8. September - Buddhistischer Führungsstil

Der Anführer einer Gruppe besitzt die Eigenschaften eines Buddhas: Er muss 'alles' sehen, so weise und einfühlsam wie nur möglich sein, sich selbst in diesen Punkten andauernd verbessern, sich mit viel IQ, EQ und sonstigen Fähigkeiten ausstatten, unvoreingenommen und ausgeglichen agieren... kurz gesagt, er muss der am meisten Erleuchtete im gesamten Team sein.

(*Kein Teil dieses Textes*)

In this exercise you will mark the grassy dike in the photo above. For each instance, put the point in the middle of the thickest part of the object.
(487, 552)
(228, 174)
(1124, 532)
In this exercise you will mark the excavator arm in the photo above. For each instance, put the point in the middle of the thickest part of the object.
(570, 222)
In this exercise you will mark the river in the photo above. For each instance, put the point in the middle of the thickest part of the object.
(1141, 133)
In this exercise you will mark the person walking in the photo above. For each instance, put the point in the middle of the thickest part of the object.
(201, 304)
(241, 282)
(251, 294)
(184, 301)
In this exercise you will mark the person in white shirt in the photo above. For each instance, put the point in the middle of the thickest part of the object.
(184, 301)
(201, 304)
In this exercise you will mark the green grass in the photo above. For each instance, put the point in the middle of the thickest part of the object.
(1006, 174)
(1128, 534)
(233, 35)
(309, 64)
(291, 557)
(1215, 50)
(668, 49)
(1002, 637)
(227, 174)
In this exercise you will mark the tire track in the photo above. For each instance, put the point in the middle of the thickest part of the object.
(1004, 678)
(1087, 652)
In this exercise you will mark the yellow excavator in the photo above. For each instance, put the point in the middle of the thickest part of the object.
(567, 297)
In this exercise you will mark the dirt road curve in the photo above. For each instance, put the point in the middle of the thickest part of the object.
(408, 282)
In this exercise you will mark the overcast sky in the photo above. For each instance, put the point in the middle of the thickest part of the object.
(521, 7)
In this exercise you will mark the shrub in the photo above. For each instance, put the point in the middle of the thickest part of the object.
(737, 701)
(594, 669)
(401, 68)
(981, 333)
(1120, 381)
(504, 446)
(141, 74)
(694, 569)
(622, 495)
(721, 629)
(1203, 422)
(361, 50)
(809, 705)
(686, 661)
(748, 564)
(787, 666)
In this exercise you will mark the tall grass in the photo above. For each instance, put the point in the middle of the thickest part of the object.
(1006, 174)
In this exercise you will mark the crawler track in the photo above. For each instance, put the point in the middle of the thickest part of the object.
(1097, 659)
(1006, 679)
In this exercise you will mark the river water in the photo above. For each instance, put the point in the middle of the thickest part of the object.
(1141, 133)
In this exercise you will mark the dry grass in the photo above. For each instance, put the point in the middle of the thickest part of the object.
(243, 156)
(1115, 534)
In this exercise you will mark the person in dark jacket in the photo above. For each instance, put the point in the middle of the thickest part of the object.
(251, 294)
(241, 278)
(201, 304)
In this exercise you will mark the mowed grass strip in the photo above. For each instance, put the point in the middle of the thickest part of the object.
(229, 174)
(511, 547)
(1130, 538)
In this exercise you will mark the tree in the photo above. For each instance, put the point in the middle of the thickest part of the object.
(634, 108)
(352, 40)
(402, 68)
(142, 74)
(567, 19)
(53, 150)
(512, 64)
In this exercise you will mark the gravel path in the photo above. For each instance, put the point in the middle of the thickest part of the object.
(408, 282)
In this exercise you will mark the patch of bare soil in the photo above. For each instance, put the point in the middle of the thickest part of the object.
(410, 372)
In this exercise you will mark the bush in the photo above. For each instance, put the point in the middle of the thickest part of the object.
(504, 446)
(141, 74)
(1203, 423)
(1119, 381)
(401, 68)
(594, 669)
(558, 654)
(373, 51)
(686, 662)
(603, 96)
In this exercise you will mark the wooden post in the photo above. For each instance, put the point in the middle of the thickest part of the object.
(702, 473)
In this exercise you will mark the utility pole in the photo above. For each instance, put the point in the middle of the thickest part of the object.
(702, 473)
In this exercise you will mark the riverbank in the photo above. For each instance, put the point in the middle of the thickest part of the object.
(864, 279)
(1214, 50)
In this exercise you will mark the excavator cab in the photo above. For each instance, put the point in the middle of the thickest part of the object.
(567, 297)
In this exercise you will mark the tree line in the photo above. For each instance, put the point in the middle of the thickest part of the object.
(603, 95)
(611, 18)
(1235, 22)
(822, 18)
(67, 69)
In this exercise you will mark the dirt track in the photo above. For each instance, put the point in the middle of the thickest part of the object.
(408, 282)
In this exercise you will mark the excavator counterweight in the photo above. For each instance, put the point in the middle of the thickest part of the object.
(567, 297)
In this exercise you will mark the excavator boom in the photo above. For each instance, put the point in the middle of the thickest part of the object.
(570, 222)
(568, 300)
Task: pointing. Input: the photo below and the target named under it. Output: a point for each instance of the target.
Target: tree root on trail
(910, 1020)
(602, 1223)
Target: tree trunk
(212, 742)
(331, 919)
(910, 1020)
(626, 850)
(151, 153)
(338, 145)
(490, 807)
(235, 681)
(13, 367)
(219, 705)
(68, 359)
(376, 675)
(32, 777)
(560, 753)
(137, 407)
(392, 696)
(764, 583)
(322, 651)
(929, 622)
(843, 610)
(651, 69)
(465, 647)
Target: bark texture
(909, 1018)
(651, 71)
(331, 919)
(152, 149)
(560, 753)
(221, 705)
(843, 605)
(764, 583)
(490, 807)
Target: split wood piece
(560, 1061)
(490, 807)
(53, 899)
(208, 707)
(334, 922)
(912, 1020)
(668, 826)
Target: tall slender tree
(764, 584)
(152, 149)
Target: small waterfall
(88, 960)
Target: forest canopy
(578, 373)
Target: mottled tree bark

Die Mitglieder des Teams sind wie seine Schützlinge - Bodhisattvas (zukünftige Buddhas) - seine helfenden Hände, durch die alle Dinge geschehen. Die Bodhisattvas helfen allen anderen Wesen, welche schließlich Nutznießer aller erbrachten Leistungen des Teams sind. All die Buddhas trainieren die Bodhisattvas, damit diese zu Buddhas werden. Und all die Bodhisattvas trainieren die Wesen dieser Welt, damit sich diese ebenfalls einmal zu Bodhisattvas wandeln können.

Die Buddhas werden ins Parinirvana eintreten und die Bodhisattvas werden Nirvana erreichen, aus diesem Grund müssen andere Wesen rechtzeitig ihre Aufgaben übernehmen. Dies ist spirituelle Evolution - ein dynamisches Anführen ohne Stillstand. Gleichfalls meint es das Mitwirken an der Entwicklung der Fähigkeiten aller Wesen; das Trainieren von Führungsqualitäten, damit am Ende die Erleuchtung aller Wesen herbeigeführt wird.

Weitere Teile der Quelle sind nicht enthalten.